Beş yıl sonra 1951 yılında yapılan TKP tevkifatında tütün işçileri de tutuklanmıştır. Davalar sürerken 1953 yılında hükumet bir pişmanlık yasası hazırlar. Yasanın özü, pişmanlığı ifade ederken davadan dönme anlamına gelen bir pişmanlık cümlesinin kurulmasıdır. Bu yasadan Partinin eğitimli kesimi yararlanır. Roman tütün işçilerinden hiç kimse o cümleyi kurmaz ve dolayısıyla pişmanlık yasasından yararlanmaz.
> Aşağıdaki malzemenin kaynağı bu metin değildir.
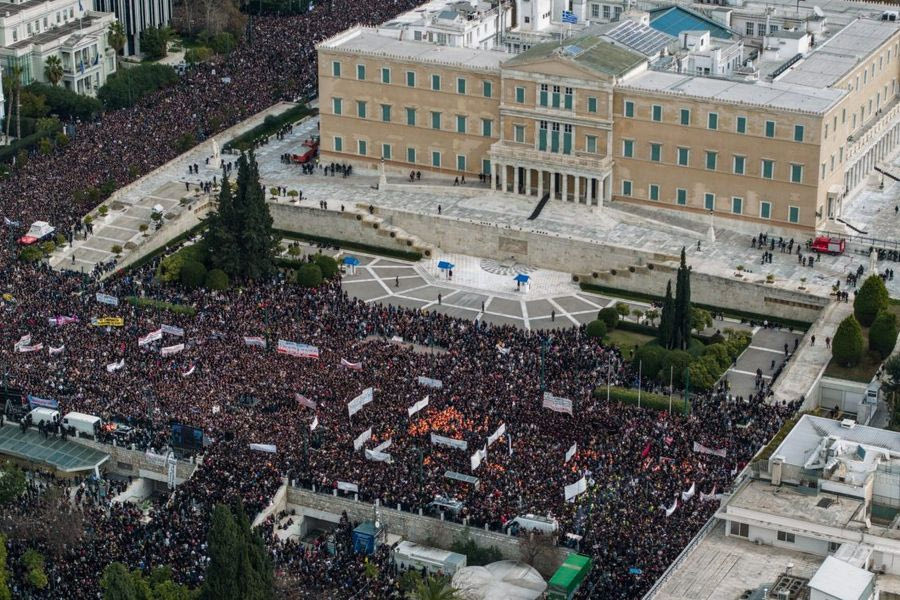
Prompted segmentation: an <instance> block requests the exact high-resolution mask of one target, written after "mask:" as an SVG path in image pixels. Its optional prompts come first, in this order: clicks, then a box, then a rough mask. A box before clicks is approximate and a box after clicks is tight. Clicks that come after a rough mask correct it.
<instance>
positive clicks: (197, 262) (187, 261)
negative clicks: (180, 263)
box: [178, 260, 206, 290]
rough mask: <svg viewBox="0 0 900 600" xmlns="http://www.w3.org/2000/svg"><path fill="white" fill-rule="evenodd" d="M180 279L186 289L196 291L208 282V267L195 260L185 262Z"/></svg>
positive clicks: (180, 273)
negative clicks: (199, 287) (203, 282)
mask: <svg viewBox="0 0 900 600" xmlns="http://www.w3.org/2000/svg"><path fill="white" fill-rule="evenodd" d="M178 278H179V280H180V281H181V285H183V286H184V287H185V288H187V289H189V290H195V289H197V288H198V287H200V286H201V285H203V282H204V281H205V280H206V267H204V266H203V263H199V262H197V261H195V260H188V261H185V263H184V264H183V265H182V266H181V270H180V271H179V273H178Z"/></svg>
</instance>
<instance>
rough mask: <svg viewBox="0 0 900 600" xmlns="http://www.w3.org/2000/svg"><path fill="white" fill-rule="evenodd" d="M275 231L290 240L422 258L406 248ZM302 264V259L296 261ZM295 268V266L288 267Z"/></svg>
mask: <svg viewBox="0 0 900 600" xmlns="http://www.w3.org/2000/svg"><path fill="white" fill-rule="evenodd" d="M275 233H277V234H278V235H280V236H281V237H283V238H288V239H291V240H303V241H305V242H314V243H318V244H327V245H329V246H337V247H338V248H344V249H347V250H359V251H360V252H369V253H371V254H378V255H380V256H388V257H392V258H401V259H403V260H409V261H412V262H416V261H419V260H422V253H421V252H410V251H408V250H397V249H394V248H385V247H384V246H370V245H369V244H360V243H358V242H348V241H346V240H337V239H334V238H329V237H323V236H320V235H310V234H306V233H297V232H294V231H284V230H283V229H276V230H275ZM276 260H279V261H288V260H291V259H285V258H279V259H276ZM296 262H300V263H301V264H302V261H296ZM290 268H296V267H290Z"/></svg>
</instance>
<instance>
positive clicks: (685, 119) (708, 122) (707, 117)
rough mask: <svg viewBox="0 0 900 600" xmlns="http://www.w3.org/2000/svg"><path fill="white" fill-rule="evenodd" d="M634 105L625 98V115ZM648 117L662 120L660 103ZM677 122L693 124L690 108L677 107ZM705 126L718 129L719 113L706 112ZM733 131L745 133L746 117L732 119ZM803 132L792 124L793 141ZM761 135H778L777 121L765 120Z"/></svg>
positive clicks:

Romanlar ve Roman tütün işçileri konusunda çok sayıda araştırmaları olan sosyolog Egemen YILGÜR; aynı tevkifata uğrayan Orhan SUDA’nın hatıralarında “Tütün işçiliğini ve hapishaneciliği kader bellemişler. A be, bu da geçer deyip kasap havası oynuyorlar, devrimci marşlar söylüyorlar ... Biz okumuşların ince hesapları yok onlarda. Bodoslama girmişler hayatın içine. Köklü bir geleneğin umut yüklü simgeleri olmuşlar. Azla yetinmesini biliyorlar. ..” şeklinde yazdığını belirtiyor.(4)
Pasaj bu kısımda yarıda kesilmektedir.